Recently, machine learning techniques have gained traction in predicting depression. These approaches are well-suited to handling a large number of predictor variables (including multicollinearity among variables) and modeling complex relations such as interactions and other non-linear associations that traditional statistical methods might overlook (e.g., in ordinary least squares (OLS) regression if relevant interactions and non-linear relations are not explicitly specified). Prior studies using machine learning have shown promising results. For instance, a recent large study achieved area under the receiver operating characteristic curve (AUROC) values of 0.72–0.74 in identifying depression in 6,310 children and adolescents aged 4–17 [17]. However, while these studies incorporated several predictors, they typically collected data within one modality (e.g., all self-reports) anddid not combine multi-modal data from several relevant sources [18], for an exception see [19]. An important next step involves determining if combining measures of depression-relevant characteristics assessed from various modalities – such as conventional self-report questionnaires (e.g., assessing clinical, demographic, and personality characteristics), ecological momentary assessments (EMAs; e.g., affect dynamics in daily life), behavioral tasks (e.g., reward learning and cognitive control abilities), and neuroimaging (e.g., reward-related brain activation) – can enhance our ability to predict depression in adolescents.
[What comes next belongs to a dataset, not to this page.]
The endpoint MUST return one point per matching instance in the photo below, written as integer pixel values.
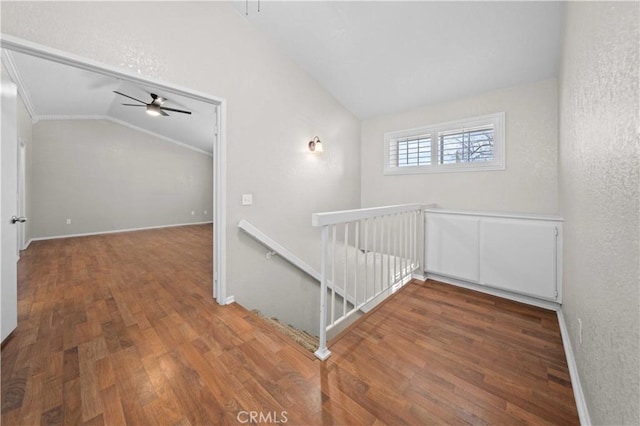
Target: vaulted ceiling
(375, 57)
(382, 57)
(52, 90)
In addition, most recent studies employing machine learning to examine multiple predictors of depression tested associations with current depression. Longitudinal studies are required to study the predictive value of these factors for the onset of future depressive symptoms. One exception is a recent study that used machine learning to combine various modalities such as clinical data, cognitive assessments, environmental factors, and structural magnetic resonance imaging (MRI) to predict depression onset at a 2-year and 5-year follow-up [19]. The study used penalized logistic regression and found that baseline depressive symptoms, female sex, neuroticism, stressful life events, and the surface area of the supramarginal gyrus were the strongest predictors. The predictive model achieved an AUROC of 0.68–0.72. However, penalized logistic regression, while effective in handling multicollinearity and overfitting, does not account for complex interactions and nonlinear associations (unless they are explicitly modeled). Other algorithms, such as decision-tree based models (e.g., random forest) are well-designed to do so and may yield better predictive performance, highlighting the value of comparing a range of machine learning approaches.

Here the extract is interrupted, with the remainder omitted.